How come modulo gives same result while applying on each step or applying once in end?

Question

(a^bc)%n = (((a^b)%n)^c)%n = (((a^c)%n)^b)%n

Means, result is always same even if I apply on each step or once at end.

For Ex. a=3, b=2, c=3, n=5, always gives answer 4.

Why it feels weird to me?

If I assume modulo as clock with numbers from 0-4, we walk on this clock from 0-∞ and always remains on clock. But distance traveled in above cases is very different but still final position is same.

1. 3⁶=729 and final position is 4
2. 3²=9, and 4³=64, now distance is 9+64=73, much lesser than previous but final position still 4.
3. 3³=27, 2²=4, here distance is only 31, but final position still 4.

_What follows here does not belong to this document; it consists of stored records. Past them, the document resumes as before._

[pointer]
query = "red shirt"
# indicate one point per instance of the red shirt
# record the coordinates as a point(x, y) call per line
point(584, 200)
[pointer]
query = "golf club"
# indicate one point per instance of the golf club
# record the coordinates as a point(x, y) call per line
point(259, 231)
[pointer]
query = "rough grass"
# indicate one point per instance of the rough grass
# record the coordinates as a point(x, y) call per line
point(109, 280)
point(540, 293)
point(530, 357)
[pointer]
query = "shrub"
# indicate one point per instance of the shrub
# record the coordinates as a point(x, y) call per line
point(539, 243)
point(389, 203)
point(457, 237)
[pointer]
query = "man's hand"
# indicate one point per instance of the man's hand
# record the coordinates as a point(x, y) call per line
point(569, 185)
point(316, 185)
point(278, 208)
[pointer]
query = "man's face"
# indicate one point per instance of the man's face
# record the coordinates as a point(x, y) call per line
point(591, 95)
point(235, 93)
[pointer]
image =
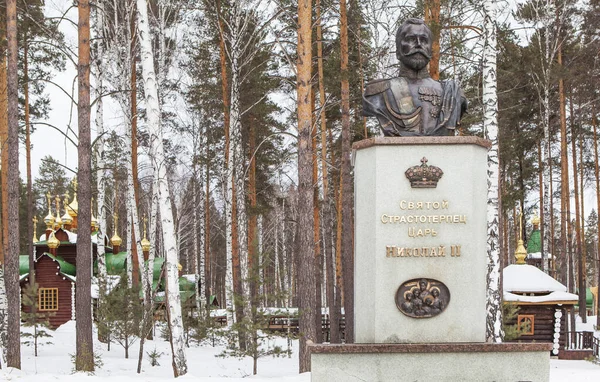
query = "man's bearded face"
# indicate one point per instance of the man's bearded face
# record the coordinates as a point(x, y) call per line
point(415, 47)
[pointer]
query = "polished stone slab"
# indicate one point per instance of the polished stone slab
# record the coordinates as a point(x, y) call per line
point(404, 233)
point(476, 362)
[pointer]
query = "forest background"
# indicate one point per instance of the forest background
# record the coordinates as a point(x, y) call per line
point(227, 78)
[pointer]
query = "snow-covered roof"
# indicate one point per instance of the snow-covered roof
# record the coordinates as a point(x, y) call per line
point(538, 255)
point(527, 278)
point(191, 277)
point(72, 236)
point(524, 278)
point(111, 282)
point(558, 297)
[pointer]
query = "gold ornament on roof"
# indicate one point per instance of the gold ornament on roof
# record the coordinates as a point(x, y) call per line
point(53, 242)
point(58, 221)
point(535, 220)
point(145, 243)
point(94, 220)
point(521, 252)
point(74, 206)
point(49, 219)
point(35, 229)
point(115, 240)
point(66, 218)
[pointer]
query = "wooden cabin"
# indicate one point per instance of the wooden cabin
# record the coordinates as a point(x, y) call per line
point(543, 304)
point(56, 289)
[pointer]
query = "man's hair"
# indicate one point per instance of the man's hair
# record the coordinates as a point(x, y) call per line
point(406, 24)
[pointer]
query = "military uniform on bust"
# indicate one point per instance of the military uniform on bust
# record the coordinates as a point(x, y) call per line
point(413, 104)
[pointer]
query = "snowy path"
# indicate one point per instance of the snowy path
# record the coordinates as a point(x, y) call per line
point(54, 364)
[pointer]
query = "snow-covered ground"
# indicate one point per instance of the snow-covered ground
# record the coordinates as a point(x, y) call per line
point(54, 364)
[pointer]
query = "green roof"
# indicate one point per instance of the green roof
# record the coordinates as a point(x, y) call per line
point(115, 263)
point(534, 244)
point(65, 267)
point(23, 265)
point(184, 295)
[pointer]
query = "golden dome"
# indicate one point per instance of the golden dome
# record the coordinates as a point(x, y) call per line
point(35, 229)
point(53, 242)
point(58, 221)
point(520, 253)
point(74, 206)
point(49, 219)
point(145, 245)
point(66, 218)
point(116, 240)
point(94, 220)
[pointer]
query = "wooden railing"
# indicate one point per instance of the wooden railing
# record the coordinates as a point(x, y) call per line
point(285, 324)
point(583, 341)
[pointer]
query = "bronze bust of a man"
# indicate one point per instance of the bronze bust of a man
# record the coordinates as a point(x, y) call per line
point(413, 104)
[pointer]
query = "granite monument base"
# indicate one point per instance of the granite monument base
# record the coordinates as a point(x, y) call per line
point(477, 362)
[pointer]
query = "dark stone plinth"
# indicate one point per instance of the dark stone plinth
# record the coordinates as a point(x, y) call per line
point(387, 141)
point(435, 362)
point(466, 347)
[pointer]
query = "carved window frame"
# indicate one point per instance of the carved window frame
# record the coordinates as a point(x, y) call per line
point(48, 299)
point(524, 318)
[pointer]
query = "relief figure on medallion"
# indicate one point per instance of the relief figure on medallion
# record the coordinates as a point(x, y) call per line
point(422, 298)
point(414, 104)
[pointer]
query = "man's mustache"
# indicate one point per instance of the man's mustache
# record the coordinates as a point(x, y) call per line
point(419, 51)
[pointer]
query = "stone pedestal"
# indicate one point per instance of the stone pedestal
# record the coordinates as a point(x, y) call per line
point(431, 362)
point(420, 270)
point(404, 233)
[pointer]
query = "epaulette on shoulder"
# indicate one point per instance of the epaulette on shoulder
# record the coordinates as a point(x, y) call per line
point(376, 87)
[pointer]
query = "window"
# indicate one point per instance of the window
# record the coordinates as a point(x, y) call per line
point(525, 324)
point(48, 299)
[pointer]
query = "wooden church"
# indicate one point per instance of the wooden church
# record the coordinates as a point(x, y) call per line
point(55, 263)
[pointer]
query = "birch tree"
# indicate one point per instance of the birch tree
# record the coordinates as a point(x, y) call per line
point(490, 126)
point(305, 244)
point(84, 359)
point(542, 14)
point(11, 267)
point(4, 196)
point(157, 156)
point(101, 173)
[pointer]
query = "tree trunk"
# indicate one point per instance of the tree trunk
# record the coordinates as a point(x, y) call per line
point(316, 222)
point(597, 173)
point(4, 196)
point(237, 162)
point(101, 174)
point(432, 19)
point(30, 222)
point(305, 244)
point(578, 251)
point(208, 258)
point(582, 214)
point(327, 221)
point(84, 360)
point(490, 127)
point(564, 188)
point(167, 224)
point(347, 197)
point(253, 254)
point(542, 201)
point(13, 246)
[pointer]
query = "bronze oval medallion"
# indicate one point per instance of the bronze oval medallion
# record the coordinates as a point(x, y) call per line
point(422, 298)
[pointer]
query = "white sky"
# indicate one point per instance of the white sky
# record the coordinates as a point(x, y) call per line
point(49, 141)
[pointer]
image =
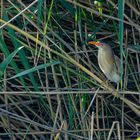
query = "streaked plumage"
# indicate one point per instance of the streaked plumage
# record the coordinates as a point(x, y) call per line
point(108, 62)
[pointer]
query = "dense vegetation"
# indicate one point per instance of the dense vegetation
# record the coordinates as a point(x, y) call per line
point(51, 83)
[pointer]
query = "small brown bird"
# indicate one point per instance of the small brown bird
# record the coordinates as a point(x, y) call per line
point(108, 62)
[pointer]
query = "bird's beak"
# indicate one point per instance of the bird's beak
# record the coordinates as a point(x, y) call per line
point(94, 43)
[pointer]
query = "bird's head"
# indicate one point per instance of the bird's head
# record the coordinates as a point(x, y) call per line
point(99, 44)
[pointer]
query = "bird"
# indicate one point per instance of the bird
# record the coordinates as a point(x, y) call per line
point(108, 62)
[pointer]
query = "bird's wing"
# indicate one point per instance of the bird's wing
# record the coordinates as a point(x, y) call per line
point(118, 64)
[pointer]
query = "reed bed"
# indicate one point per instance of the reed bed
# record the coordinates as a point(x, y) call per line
point(51, 85)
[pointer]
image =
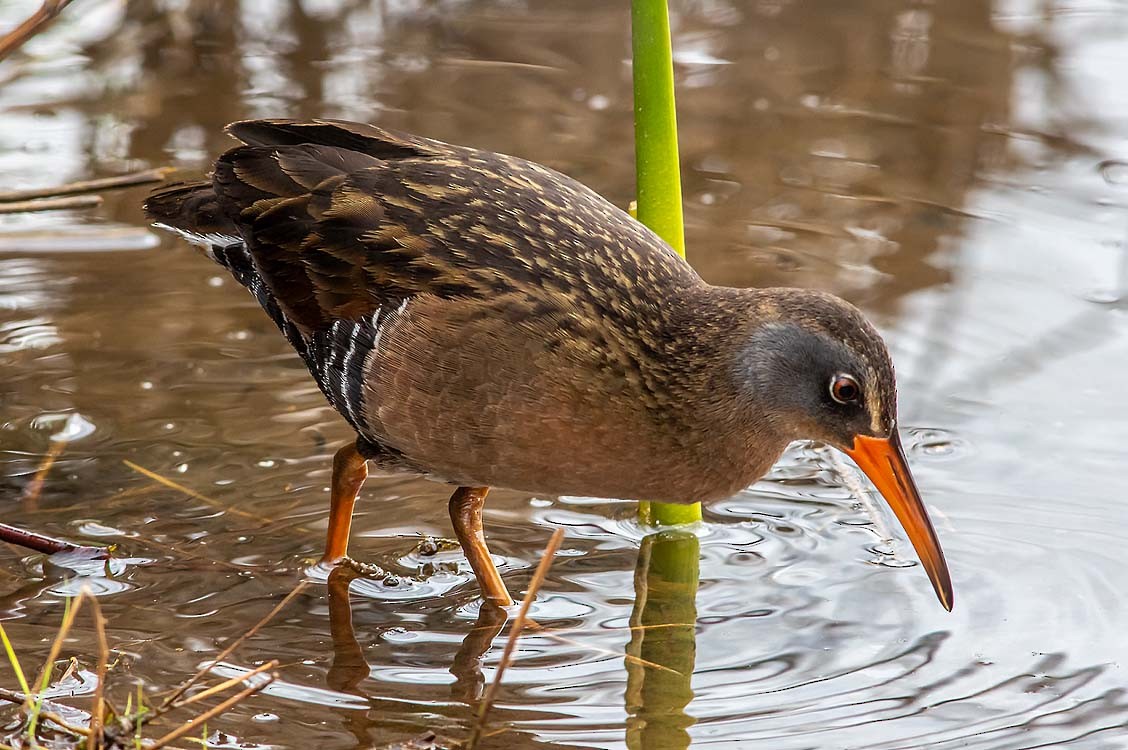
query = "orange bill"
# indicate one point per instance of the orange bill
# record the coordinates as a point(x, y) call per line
point(883, 461)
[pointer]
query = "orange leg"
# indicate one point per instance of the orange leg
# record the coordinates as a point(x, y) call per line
point(350, 469)
point(466, 517)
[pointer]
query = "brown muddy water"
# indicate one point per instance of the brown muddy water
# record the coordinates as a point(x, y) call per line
point(940, 164)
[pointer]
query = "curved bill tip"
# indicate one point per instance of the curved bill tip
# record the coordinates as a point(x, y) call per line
point(883, 461)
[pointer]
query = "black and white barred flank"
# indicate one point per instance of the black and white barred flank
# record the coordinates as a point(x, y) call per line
point(336, 356)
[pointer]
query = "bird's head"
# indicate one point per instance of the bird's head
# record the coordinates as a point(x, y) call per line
point(818, 370)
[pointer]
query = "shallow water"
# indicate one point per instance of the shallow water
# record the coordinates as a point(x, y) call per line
point(937, 164)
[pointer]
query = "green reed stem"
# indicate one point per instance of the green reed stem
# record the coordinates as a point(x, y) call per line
point(658, 169)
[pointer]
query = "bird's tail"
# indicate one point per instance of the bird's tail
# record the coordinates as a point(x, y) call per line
point(192, 210)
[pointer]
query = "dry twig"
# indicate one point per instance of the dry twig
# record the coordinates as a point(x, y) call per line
point(35, 23)
point(167, 704)
point(507, 655)
point(88, 185)
point(42, 543)
point(52, 204)
point(193, 723)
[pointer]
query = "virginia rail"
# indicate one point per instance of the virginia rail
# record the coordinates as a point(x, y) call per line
point(484, 320)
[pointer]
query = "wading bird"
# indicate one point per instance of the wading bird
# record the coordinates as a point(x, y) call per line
point(483, 320)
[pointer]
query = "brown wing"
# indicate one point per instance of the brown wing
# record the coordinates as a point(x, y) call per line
point(343, 219)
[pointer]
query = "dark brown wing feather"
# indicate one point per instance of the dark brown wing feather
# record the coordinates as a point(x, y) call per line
point(343, 218)
point(447, 298)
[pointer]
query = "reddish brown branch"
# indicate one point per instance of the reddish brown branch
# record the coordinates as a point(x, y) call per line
point(35, 23)
point(42, 543)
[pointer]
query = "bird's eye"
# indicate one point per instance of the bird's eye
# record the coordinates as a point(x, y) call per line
point(844, 389)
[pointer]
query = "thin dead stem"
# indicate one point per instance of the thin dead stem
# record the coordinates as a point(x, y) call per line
point(193, 723)
point(227, 652)
point(88, 185)
point(225, 685)
point(35, 486)
point(56, 645)
point(52, 204)
point(514, 632)
point(201, 497)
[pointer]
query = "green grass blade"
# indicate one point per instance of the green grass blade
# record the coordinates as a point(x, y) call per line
point(15, 663)
point(658, 168)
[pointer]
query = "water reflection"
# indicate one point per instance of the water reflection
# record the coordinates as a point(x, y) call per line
point(936, 162)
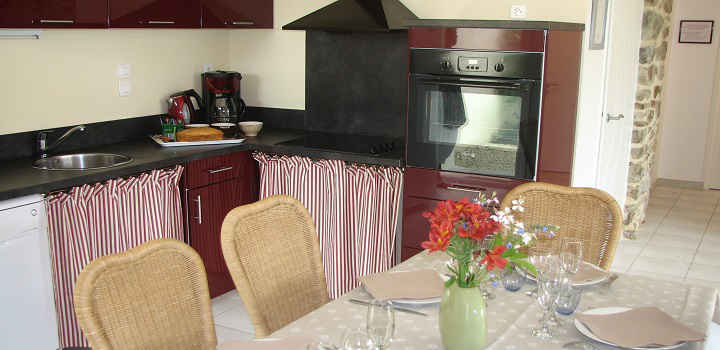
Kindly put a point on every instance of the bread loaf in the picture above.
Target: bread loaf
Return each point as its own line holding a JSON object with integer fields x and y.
{"x": 199, "y": 134}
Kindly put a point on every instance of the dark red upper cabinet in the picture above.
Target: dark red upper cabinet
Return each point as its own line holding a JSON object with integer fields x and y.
{"x": 53, "y": 14}
{"x": 237, "y": 14}
{"x": 155, "y": 13}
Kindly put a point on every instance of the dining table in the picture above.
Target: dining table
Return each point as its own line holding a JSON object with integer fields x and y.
{"x": 511, "y": 315}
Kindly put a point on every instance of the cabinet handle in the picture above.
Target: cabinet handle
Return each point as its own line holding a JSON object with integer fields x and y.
{"x": 241, "y": 23}
{"x": 199, "y": 217}
{"x": 215, "y": 171}
{"x": 615, "y": 117}
{"x": 466, "y": 189}
{"x": 57, "y": 21}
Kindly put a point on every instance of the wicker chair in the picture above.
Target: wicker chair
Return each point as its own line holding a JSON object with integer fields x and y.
{"x": 586, "y": 213}
{"x": 273, "y": 255}
{"x": 154, "y": 296}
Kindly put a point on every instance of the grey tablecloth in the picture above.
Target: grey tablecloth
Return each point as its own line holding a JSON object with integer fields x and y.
{"x": 512, "y": 315}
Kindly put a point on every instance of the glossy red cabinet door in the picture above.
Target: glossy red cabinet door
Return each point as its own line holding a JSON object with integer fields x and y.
{"x": 17, "y": 13}
{"x": 71, "y": 14}
{"x": 53, "y": 14}
{"x": 237, "y": 14}
{"x": 155, "y": 13}
{"x": 415, "y": 226}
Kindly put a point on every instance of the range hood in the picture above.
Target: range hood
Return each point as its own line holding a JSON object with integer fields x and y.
{"x": 356, "y": 15}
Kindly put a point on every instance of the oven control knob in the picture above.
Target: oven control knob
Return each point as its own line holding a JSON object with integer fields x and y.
{"x": 446, "y": 65}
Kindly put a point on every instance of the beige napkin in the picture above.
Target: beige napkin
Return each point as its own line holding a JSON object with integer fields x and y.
{"x": 290, "y": 343}
{"x": 588, "y": 272}
{"x": 421, "y": 284}
{"x": 639, "y": 327}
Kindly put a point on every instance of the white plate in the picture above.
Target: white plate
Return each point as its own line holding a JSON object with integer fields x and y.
{"x": 575, "y": 284}
{"x": 613, "y": 310}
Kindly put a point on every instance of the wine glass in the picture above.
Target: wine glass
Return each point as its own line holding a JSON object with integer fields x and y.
{"x": 355, "y": 339}
{"x": 571, "y": 255}
{"x": 380, "y": 323}
{"x": 548, "y": 282}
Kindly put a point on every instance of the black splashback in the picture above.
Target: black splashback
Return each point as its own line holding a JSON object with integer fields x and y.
{"x": 356, "y": 83}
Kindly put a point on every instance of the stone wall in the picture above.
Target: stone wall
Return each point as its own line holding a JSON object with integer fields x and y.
{"x": 653, "y": 52}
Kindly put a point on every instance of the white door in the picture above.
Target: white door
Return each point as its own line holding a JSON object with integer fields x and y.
{"x": 623, "y": 43}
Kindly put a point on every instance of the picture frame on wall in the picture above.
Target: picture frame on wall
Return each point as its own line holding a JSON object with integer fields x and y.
{"x": 696, "y": 32}
{"x": 598, "y": 24}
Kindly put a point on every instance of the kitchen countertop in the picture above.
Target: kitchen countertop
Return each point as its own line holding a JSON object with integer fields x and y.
{"x": 19, "y": 178}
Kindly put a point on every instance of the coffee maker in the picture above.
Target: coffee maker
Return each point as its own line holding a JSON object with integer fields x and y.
{"x": 221, "y": 95}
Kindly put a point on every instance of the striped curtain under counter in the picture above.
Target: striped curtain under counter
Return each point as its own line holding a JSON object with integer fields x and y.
{"x": 91, "y": 221}
{"x": 355, "y": 209}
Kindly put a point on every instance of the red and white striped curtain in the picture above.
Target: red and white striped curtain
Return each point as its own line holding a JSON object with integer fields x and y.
{"x": 355, "y": 209}
{"x": 91, "y": 221}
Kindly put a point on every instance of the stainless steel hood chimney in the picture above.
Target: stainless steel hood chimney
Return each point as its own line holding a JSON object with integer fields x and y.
{"x": 356, "y": 15}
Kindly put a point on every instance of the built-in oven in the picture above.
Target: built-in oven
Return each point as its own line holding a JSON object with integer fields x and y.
{"x": 475, "y": 111}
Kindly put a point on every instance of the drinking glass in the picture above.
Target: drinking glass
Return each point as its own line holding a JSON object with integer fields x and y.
{"x": 568, "y": 299}
{"x": 571, "y": 255}
{"x": 380, "y": 323}
{"x": 355, "y": 339}
{"x": 512, "y": 280}
{"x": 548, "y": 282}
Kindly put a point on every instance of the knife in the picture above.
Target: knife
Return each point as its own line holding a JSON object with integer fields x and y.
{"x": 397, "y": 308}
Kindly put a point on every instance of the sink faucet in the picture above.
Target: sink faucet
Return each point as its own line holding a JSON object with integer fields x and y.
{"x": 42, "y": 139}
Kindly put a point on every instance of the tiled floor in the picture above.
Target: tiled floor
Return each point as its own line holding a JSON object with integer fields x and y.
{"x": 679, "y": 241}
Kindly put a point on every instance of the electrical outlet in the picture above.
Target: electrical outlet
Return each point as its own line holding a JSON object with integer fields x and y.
{"x": 518, "y": 11}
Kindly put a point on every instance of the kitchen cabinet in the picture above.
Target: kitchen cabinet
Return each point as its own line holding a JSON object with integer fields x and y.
{"x": 53, "y": 14}
{"x": 237, "y": 14}
{"x": 213, "y": 187}
{"x": 424, "y": 188}
{"x": 155, "y": 14}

I don't know if I am using this clock process right, but it feels weird and confusing. Can anyone tell me why they gives same result or point me to some resource.

Answer 1

This is true because taking the residue modulo $n$ is a ring morphism from $\Bbb Z$ to $\Bbb Z{/}n\Bbb Z$. So we can interchange ring operations (like $+,-,\times$ (and their derived operations, like powers) and taking residues modulo $n$. You could formally show it using some recursion on arithmetical expressions, I suppose.